Il applique notamment cette méthode avec des jeunes « en galère » (la Galère : jeunes en survie, 1987). Leurs propos incohérents le surprennent en ce qu’ils se considèrent tour à tour exclus et membres de la société de consommation de masse, à la fois victimes et délinquants… Constatant qu’aucune explication sociologique n’explique complètement un tel éclatement des conduites et des discours, le sociologue en vient à cette conclusion : ces jeunes sont inscrits dans plusieurs logiques, contradictoires mais qui leur correspondent toutes.
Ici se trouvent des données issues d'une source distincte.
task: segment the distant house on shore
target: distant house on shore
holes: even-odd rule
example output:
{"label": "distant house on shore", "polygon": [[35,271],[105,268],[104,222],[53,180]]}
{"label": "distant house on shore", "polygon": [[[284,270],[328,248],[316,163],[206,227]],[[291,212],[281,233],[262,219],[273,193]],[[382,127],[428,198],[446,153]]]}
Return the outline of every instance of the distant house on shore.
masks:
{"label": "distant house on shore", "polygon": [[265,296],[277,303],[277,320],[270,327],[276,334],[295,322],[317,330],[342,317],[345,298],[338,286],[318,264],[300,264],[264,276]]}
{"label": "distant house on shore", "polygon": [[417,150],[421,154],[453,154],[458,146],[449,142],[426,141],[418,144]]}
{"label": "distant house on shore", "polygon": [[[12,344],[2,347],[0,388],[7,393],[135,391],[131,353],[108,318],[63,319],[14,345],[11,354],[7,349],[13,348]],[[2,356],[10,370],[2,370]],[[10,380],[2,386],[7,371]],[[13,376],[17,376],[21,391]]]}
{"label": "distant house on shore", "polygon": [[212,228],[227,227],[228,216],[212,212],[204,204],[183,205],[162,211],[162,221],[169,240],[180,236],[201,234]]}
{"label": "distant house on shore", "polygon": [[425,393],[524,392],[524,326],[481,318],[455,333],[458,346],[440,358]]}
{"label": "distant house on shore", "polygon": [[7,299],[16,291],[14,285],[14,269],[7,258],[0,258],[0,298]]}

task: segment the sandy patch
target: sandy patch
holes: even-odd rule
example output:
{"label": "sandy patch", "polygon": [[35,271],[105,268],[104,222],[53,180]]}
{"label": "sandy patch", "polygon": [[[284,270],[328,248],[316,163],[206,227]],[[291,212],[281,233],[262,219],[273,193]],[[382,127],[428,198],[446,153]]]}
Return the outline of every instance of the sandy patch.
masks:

La construction de leur autonomie et de leur personnalité n’en est que plus difficile, voire impossible.
C’est au cours de cette intervention sociologique que François Dubet pressent ce qui va devenir le cœur de ses analyses : dans la société actuelle, les notions de rôle ou de statut social, chères à Pierre Bourdieu, se sont effacées au profit de la construction, propre à chacun, d’une expérience sociale sans fin.
3OUVRAGES PRINCIPAUX
François Dubet approfondit progressivement son analyse en étudiant une institution et ses acteurs : l’école, les élèves et les enseignants. Dans les Lycéens (1991), il étudie la manière dont les élèves se représentent l’école, la sélection, l’organisation scolaire et la vie pédagogique, et la façon dont leur subjectivité s’affine et se développe. Les élèves (comme les enseignants) sont confrontés à leur motivation, doivent donner un sens à leur expérience de la classe, à leurs études, pour se socialiser et s’affirmer en tant que sujet. Pour François Dubet, ce n’est plus l’école qui fixe le cadre à l’élève, mais l’élève qui fixe le cadre de son expérience sociale de l’école. Dans À l’école. Sociologie de l’expérience scolaire (1996), co-écrit avec Danilo Martuccelli, il avance que ce qui définit l’école n’est plus son caractère institutionnel, mais les interactions et les expériences des différents acteurs, élèves et enseignants en particulier.
Avec Sociologie de l’expérience (1994), François Dubet expose sa réflexion sur les trois logiques d’action de l’individu : l’intégration, la stratégie et la subjectivisation. Suivant la logique de l’intégration, chacun se comporte en tant que membre d’une communauté (classe, travail, association…), faite de représentations et de pratiques. Dans la logique de la stratégie, l’individu est en compétition avec ses pairs, inscrit dans des rapports de hiérarchie et poursuivant des intérêts personnels. La logique de la subjectivisation est celle du sujet engagé dans des luttes et des projets.
Pour François Dubet, c’est bien le Déclin de l’institution (2002) qui oblige l’individu à renoncer à un statut social défini. Chacun est amené à évoluer en gérant tant bien que mal ces trois logiques d’action.